"This is not the sound of a new man or a crispy realization. It's the sound of the unlocking and the lift away. Your love will be safe with me."

viernes, 16 de octubre de 2015

Galicia

La estrella caía a una velocidad infranqueable. Detrás de ella, no había presencia de estela pero acarreaba un brillo como ningún otra en la faz de la tierra. Al desaparecer, porque los ojos ven hasta donde pueden, Alonso había pedido su deseo: que su esposa muriera. Simplemente se había hartado: había pasado más de 40 años con la misma persona y en los últimos tiempos la relación parecía desconchinflarse. Por eso, la noche de aquel jueves decidió que necesitaba un cambio de aires, decidió que necesitaba renovar su ilusión y creencia en el amor, así que mandó a su mujer por delante; culpable, según él, de las vicisitudes apremiantes en su vida.

De tal modo, a la mañana siguiente, sin razón contundente, su mujer, Galicia, amaneció muerta.
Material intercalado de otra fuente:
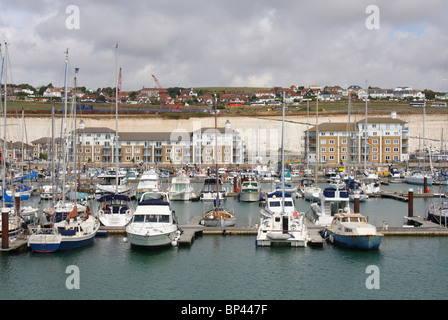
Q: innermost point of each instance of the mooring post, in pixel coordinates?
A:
(425, 185)
(411, 202)
(5, 228)
(356, 209)
(17, 203)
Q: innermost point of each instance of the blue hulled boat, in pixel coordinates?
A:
(351, 230)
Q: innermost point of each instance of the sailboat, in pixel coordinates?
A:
(218, 216)
(70, 225)
(115, 209)
(311, 192)
(283, 227)
(114, 180)
(181, 188)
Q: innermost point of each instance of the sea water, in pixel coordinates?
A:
(231, 267)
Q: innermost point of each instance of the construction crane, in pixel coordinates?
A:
(164, 95)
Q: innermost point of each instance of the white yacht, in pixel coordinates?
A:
(250, 189)
(71, 233)
(283, 229)
(149, 181)
(418, 177)
(274, 204)
(181, 188)
(351, 230)
(154, 223)
(115, 210)
(208, 192)
(333, 199)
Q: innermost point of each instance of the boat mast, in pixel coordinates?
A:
(4, 64)
(307, 133)
(365, 131)
(116, 121)
(347, 157)
(317, 141)
(75, 146)
(64, 128)
(216, 153)
(282, 156)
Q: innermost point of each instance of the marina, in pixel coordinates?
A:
(233, 248)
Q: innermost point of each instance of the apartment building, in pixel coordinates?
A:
(96, 145)
(377, 141)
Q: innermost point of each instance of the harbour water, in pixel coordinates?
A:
(218, 267)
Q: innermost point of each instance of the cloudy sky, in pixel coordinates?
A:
(256, 43)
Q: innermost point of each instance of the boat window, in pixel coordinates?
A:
(164, 218)
(151, 218)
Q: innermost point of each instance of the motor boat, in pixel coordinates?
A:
(351, 230)
(154, 223)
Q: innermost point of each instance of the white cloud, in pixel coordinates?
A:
(229, 43)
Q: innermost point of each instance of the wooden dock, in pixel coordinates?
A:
(190, 231)
(402, 196)
(417, 226)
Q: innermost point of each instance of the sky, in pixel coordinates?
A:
(227, 43)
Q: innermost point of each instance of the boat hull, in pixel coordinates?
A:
(44, 243)
(159, 240)
(361, 242)
(249, 196)
(180, 196)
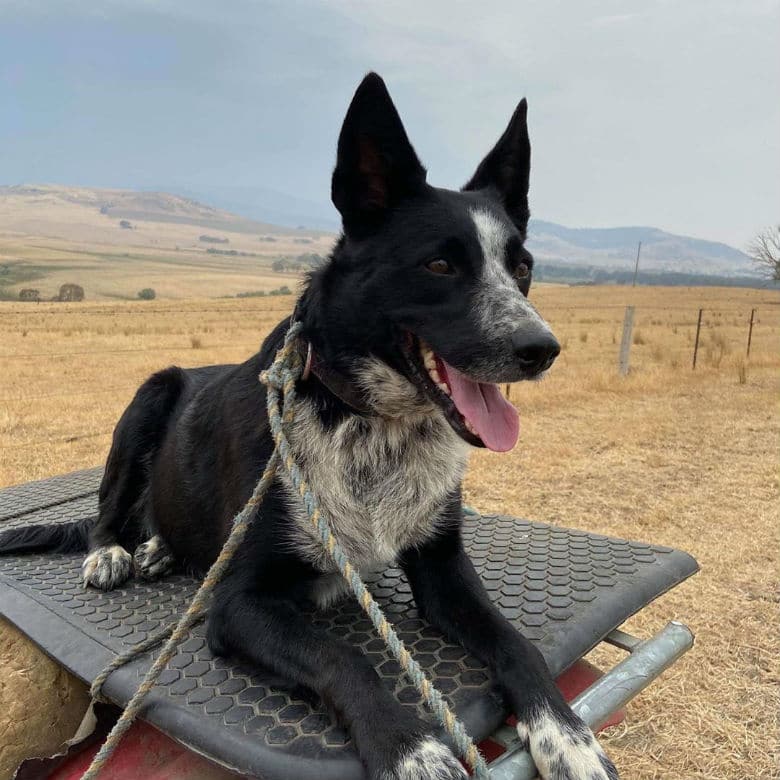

Ante la noticia, y sabiendo él que tal deceso había sido concebido por tan críptico deseo, decidió no decirle a nadie del pueblo y en su lugar, dejo a su mujer acostada en el mismo lugar como cualquier otra mañana. Al vestirse, y salir a sus labores cotidianas, vio, a lo lejos, una mujer sentada bajo la sombra de un guayabo. Su figura dejo encandilado a Alonso con esa tez aperlada, cejas pronunciadas y mirada sevillana que cautivó cada rincón de su ser. Aquella era la mujer que supliría a Galicia y renovaría su esperanza marchita.

Tras un mes de cortejo, apareamiento y demás estudios complejos encaminados a concretar su amor, la pareja decidió casarse en secreto; sólo ellos dos, y el compadre de Alonso, eran testigos de aquella comunión. Al finalizar, y tras la entrega de anillos y el beso nupcial, ambos se encarrilaron hacía una luna de miel al otro lado del cerro, donde un pequeño lago haría los honores de aquel emparejamiento del desconcierto. Una semana después, y tras volver satisfechos, Alonso continuó con su vida mientras aquella mujer de ámbar, cuyo nombre era incierto, le esperaba en su casa recitando versos tersos.

Hasta que un día, que Alonso llegó, y no encontró a tan angelical princesa. Alarmado por la ausencia de su presencia, se aventuró en su búsqueda empezando por la casa, continuando por el guayabo y siguiendo por el camino habitual del ganado pues no haya sido que se le haya confundido con un primoroso cordero. Al final de su búsqueda, que duró más tiempo que su vida conyugal, regresó a su casa desecho, con el corazón maltrecho y alguna que otra lágrima petrificada por el calor descomunal. Desconsolado, sin tener ningún otro lugar al que recurrir, volvió al lecho de su amor muerto.

Arrodillado, colmado por el desenlace de su arremetimiento, deseó hubiese sido él quien estuviese muerto. Esa misma noche, sin nada más que perder, se situó de pie esperando a que del cielo aquel objeto fugaz cruzara por encima de su techo. Para su desgracia, nunca más volvió una estrella a pasar. Hasta que un día, resignado a no buscar más, a morir bajo la inexorable travesía del tiempo, aquella misteriosa mujer reapareció bajo el mismo guayabo. En ese instante, una mano se posó a la altura de su hombro: era su mujer. Cuando volvió su vista hacia el guayabo, y vio que en aquel lugar no había vestigio de ser humano, comprendió que incluso la muerte se da tiempo de treguas.